Nehmen wir weiter an, ein Betroffener geht dann wirklich zu seinem Hausarzt. Dieser erkennt das Problem und überweist den Patienten sogleich an einen Fachmann. Bei einer Depression bedeutet dies entweder Psychiater oder Psychotherapeut. Die Wartezeiten bei Psychiatern sind meist lang und liegen mit ein bis zwei Monaten oft schon im nicht mehr erträglichen Rahmen. So lange muss der Patient häufig also warten, bis er zumindest medikamentöse Hilfe bekommen kann. Denn der Psychiater ist Mediziner und als solcher für die Verabreichung von Psychopharmaka zuständig. Gesprächstermine passen meist nicht in seinen engen Terminkalender. Dafür wäre ein Psychotherapeut zuständig. Und bei dem ist die Wartezeit mit drei bis sechs Monaten oft noch länger. Es gibt einfach zu wenige Therapeuten für die weiter steigende Anzahl von Patienten. Notfalltermine gibt es nicht. Denn schließlich befinden sich alle Patienten in einem akuten Krankheitsbild.

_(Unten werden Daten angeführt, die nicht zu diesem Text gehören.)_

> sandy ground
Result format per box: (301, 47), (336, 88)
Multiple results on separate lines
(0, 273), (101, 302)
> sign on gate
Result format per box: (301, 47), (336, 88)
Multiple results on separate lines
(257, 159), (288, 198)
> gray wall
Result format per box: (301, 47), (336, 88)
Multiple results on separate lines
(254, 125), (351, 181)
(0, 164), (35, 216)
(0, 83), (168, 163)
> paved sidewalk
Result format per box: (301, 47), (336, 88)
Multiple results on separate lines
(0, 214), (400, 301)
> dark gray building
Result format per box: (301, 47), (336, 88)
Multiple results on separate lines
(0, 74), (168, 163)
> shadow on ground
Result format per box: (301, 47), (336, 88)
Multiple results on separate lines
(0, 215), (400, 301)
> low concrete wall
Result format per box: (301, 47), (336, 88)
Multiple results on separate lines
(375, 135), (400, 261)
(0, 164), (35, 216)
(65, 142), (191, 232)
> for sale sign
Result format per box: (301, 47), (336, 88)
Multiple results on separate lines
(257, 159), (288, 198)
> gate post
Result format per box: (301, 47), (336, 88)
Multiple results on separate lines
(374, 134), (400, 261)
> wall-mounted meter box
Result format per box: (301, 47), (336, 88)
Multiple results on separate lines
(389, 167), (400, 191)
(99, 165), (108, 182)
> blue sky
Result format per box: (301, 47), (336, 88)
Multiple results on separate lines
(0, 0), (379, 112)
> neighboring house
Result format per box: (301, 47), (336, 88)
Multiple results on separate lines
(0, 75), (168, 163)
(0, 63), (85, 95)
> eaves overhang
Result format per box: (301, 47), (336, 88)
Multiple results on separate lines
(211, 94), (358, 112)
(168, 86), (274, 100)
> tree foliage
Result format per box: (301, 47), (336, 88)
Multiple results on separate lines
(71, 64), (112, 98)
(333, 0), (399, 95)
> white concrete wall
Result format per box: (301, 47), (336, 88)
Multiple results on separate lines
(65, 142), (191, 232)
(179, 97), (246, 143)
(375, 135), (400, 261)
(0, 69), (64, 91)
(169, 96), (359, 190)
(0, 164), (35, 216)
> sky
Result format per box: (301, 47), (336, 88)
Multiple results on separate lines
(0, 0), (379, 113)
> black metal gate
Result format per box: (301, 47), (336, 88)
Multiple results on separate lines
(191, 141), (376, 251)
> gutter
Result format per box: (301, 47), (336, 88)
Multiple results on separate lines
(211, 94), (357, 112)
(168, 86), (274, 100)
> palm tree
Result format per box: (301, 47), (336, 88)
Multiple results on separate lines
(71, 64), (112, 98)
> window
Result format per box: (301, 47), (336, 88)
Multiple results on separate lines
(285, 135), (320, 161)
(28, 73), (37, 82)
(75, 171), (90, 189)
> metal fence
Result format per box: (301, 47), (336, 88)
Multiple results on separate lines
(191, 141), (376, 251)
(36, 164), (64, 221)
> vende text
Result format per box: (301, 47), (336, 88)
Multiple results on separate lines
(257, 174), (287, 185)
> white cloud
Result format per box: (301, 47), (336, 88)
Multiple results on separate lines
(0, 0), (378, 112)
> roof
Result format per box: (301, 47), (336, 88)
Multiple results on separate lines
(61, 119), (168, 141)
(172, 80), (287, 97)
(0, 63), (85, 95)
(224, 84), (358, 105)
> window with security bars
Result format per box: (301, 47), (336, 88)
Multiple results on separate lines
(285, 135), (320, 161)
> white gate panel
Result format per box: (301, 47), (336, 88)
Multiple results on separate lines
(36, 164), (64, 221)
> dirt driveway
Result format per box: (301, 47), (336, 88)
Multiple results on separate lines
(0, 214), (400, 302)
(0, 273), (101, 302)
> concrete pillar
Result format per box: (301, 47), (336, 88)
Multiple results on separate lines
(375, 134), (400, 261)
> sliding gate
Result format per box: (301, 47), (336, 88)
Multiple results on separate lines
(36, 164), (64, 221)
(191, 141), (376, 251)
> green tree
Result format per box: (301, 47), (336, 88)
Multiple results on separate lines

Also häufig mindestens einen Monat Wartezeit bis zur medizinischen Behandlung und drei Monate bis zur persönlichen Betreuung. Unschwer vorzustellen, dass dies für jemanden, der in einer schweren Krise steckt, eine schier unendlich lange Zeit ist. Und um noch mal das Bild vom Herzinfarktpatienten zu bemühen: Dieser muss nach seinem Infarkt nicht so lange auf einen Termin warten.

Wozu denn Medikamente?

Gerade bei psychischen Erkrankungen stellt sich immer wieder die Frage: Psychopharmaka ja oder nein? Dabei ist das für Psychiater mittlerweile keine ernstzunehmende Frage mehr. Die meisten befürworten eine medikamentöse Behandlung – meist mit psychotherapeutischer Begleitung. Doch gerade die Krankenkassen führen nicht selten eine Diskussion mit Psychiater und Patient, ob denn dieses oder jenes Medikament wirklich nötig sei. Denn Psychopharmaka sind relativ teuer. Aber bei einem Herzpatienten verweigert die Kasse die nötigen Medikamente nicht.

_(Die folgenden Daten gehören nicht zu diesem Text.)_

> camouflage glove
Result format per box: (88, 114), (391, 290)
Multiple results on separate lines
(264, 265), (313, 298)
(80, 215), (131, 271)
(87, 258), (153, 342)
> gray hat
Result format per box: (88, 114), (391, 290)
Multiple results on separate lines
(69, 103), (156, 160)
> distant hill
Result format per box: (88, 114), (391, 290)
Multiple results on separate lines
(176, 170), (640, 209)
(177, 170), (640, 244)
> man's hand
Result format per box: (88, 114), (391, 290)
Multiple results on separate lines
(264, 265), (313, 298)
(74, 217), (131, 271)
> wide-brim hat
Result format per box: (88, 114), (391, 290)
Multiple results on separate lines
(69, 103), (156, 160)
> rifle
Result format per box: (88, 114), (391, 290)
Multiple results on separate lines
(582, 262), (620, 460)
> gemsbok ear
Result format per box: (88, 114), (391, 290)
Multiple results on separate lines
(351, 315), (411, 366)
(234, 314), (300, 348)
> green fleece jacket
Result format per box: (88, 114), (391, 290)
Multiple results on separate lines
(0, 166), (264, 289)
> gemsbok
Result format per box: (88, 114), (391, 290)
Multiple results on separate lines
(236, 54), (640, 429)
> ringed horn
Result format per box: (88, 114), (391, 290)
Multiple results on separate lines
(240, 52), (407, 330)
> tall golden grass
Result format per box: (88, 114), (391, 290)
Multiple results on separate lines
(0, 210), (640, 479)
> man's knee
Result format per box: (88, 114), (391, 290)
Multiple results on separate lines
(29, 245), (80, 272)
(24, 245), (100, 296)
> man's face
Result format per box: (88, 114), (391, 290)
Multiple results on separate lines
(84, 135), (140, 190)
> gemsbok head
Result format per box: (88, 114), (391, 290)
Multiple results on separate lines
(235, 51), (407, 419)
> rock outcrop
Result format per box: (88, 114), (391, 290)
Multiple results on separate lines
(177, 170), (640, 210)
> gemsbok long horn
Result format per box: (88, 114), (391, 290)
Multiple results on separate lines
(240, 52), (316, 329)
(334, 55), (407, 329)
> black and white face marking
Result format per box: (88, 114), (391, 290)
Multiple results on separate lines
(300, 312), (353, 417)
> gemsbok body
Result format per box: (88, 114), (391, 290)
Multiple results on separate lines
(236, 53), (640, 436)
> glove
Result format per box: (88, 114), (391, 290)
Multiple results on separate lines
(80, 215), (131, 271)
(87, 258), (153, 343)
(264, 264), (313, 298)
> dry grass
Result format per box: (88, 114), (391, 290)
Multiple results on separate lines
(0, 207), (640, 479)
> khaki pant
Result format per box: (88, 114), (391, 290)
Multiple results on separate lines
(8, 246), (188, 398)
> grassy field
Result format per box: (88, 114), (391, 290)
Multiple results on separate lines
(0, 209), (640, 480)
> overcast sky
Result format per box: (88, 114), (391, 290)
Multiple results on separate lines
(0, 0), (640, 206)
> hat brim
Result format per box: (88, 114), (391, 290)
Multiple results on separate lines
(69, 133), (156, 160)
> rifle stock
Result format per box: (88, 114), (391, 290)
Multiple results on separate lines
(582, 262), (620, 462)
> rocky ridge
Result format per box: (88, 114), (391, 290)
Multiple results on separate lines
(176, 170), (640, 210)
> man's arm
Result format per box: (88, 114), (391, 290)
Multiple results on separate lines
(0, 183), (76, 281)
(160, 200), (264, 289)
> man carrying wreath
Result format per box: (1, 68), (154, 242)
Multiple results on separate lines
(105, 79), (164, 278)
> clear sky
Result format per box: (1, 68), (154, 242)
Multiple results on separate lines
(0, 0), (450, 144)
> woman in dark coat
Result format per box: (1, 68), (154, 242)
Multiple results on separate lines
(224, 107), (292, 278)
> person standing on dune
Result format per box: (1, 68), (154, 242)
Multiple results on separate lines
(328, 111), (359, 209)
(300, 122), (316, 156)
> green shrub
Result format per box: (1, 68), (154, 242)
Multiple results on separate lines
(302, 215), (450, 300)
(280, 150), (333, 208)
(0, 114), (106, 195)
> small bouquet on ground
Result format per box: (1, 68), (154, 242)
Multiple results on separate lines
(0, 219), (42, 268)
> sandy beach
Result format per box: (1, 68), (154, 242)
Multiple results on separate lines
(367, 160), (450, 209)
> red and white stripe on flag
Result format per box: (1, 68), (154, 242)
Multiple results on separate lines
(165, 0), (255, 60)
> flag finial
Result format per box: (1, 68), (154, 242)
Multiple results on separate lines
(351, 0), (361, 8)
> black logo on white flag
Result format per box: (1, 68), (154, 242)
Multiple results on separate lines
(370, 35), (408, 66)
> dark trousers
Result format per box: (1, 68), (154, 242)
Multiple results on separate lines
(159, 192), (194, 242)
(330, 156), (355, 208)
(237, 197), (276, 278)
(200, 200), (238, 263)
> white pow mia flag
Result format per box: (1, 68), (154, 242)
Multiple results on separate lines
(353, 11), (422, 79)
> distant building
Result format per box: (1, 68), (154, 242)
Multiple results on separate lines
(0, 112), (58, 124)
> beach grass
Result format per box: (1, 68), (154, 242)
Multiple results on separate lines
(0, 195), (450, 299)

Obwohl Depressionen also mittlerweile in aller Munde sind und die Gefährlichkeit dieser Erkrankung weithin diskutiert wird, wird sie im Gesundheitswesen doch weiterhin vernachlässigt. Erkrankte haben dann nicht nur mit der Krankheit als solche ihre Last, sondern müssen sich oft auch die nötige Hilfe erkämpfen – ein Kraftaufwand, der für viele Betroffene zu groß ist. Sie warten und warten und warten. Manche halten bis zu ihren ersten Terminen durch und andere landen dann als suizidaler Fall in der geschlossenen Abteilung der Psychiatrie. Dies kann nicht der Sinn des Gesundheitssystems sein.